2. 增加一个3个神经元的隐藏层，再次实现二分类。

class Model_MLP_L2_V2(nn.Module):
    def __init__(self, input_size, hidden_size, output_size):
        super(Model_MLP_L2_V2, self).__init__()
        self.fc1 = nn.Linear(input_size, hidden_size)
        normal_(self.fc1.weight, mean=0., std=1.)
        constant_(self.fc1.bias, val=0.0)
        self.fc2 = nn.Linear(hidden_size, hidden_size)
        normal_(self.fc2.weight, mean=0., std=1.)
        constant_(self.fc2.bias, val=0.0)
        self.act_fn = torch.sigmoid
        self.fc3 = nn.Linear(hidden_size, output_size)
        normal_(self.fc3.weight, mean=0., std=1.)
        constant_(self.fc3.bias, val=0.0)
        self.act_fn = torch.sigmoid

    # 前向计算
    def forward(self, inputs):
        z1 = self.fc1(inputs)
        a1 = self.act_fn(z1)
        z2 = self.fc2(a1)
        a2 = self.act_fn(z2)
        z3 = self.fc3(a2)
        a3 = self.act_fn(z3)
        return a3

4.3.2 完善Runner类

基于上一节实现的 RunnerV2_1 类，本节的 RunnerV2_2 类在训练过程中使用自动梯度计算；模型保存时，使用state_dict方法获取模型参数；模型加载时，使用set_state_dict方法加载模型参数.

class RunnerV2_2(object):
    def __init__(self, model, optimizer, metric, loss_fn, **kwargs):
        self.model = model
        self.optimizer = optimizer
        self.loss_fn = loss_fn
        self.metric = metric

        # 记录训练过程中的评估指标变化情况
        self.train_scores = []
        self.dev_scores = []

        # 记录训练过程中的评价指标变化情况
        self.train_loss = []
        self.dev_loss = []

    def train(self, train_set, dev_set, **kwargs):
        # 将模型切换为训练模式
        self.model.train()

        # 传入训练轮数，如果没有传入值则默认为0
        num_epochs = kwargs.get("num_epochs", 0)
        # 传入log打印频率，如果没有传入值则默认为100
        log_epochs = kwargs.get("log_epochs", 100)
        # 传入模型保存路径，如果没有传入值则默认为"best_model.pdparams"
        save_path = kwargs.get("save_path", "best_model.pdparams")

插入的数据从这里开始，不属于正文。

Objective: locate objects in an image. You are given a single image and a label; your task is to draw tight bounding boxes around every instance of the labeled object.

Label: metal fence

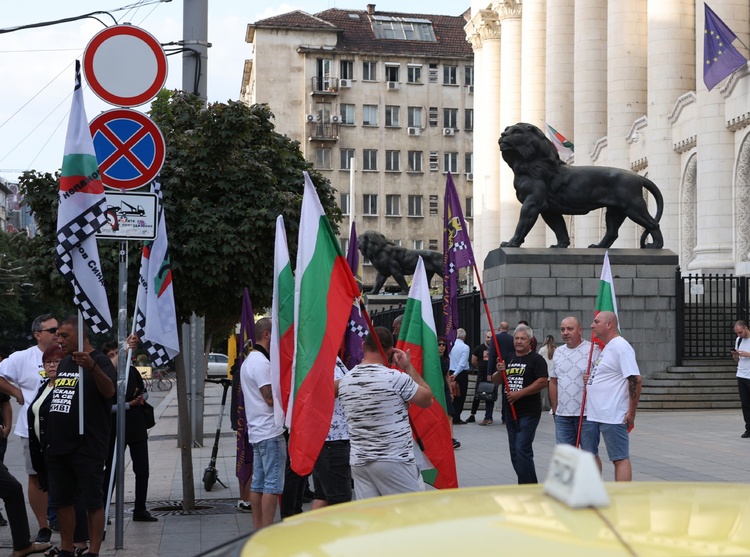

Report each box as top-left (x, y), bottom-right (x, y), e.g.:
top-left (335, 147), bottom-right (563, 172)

top-left (369, 290), bottom-right (483, 350)
top-left (676, 270), bottom-right (749, 364)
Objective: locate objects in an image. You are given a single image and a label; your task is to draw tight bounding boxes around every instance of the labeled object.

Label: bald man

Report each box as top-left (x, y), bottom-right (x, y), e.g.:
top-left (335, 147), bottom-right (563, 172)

top-left (583, 312), bottom-right (641, 481)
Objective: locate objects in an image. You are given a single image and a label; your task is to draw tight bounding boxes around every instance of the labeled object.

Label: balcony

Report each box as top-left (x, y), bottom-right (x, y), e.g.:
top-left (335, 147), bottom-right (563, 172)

        # log打印函数，如果没有传入则默认为"None"
        custom_print_log = kwargs.get("custom_print_log", None)

        # 记录全局最优指标
        best_score = 0
        # 进行num_epochs轮训练
        for epoch in range(num_epochs):
            X, y = train_set
            # 获取模型预测
            logits = self.model(X)
            # 计算交叉熵损失
            trn_loss = self.loss_fn(logits, y)
            self.train_loss.append(trn_loss.item())
            # 计算评估指标
            trn_score = self.metric(logits, y).item()
            self.train_scores.append(trn_score)

            # 自动计算参数梯度
            trn_loss.backward()
            if custom_print_log is not None:
                # 打印每一层的梯度
                custom_print_log(self)

            # 参数更新
            self.optimizer.step()
            # 清空梯度
            self.optimizer.zero_grad()

            dev_score, dev_loss = self.evaluate(dev_set)
            # 如果当前指标为最优指标，保存该模型
            if dev_score > best_score:
                self.save_model(save_path)
                print(f"[Evaluate] best accuracy performence has been updated: {best_score:.5f} --> {dev_score:.5f}")
                best_score = dev_score

            if log_epochs and epoch % log_epochs == 0:
                print(f"[Train] epoch: {epoch}/{num_epochs}, loss: {trn_loss.item()}")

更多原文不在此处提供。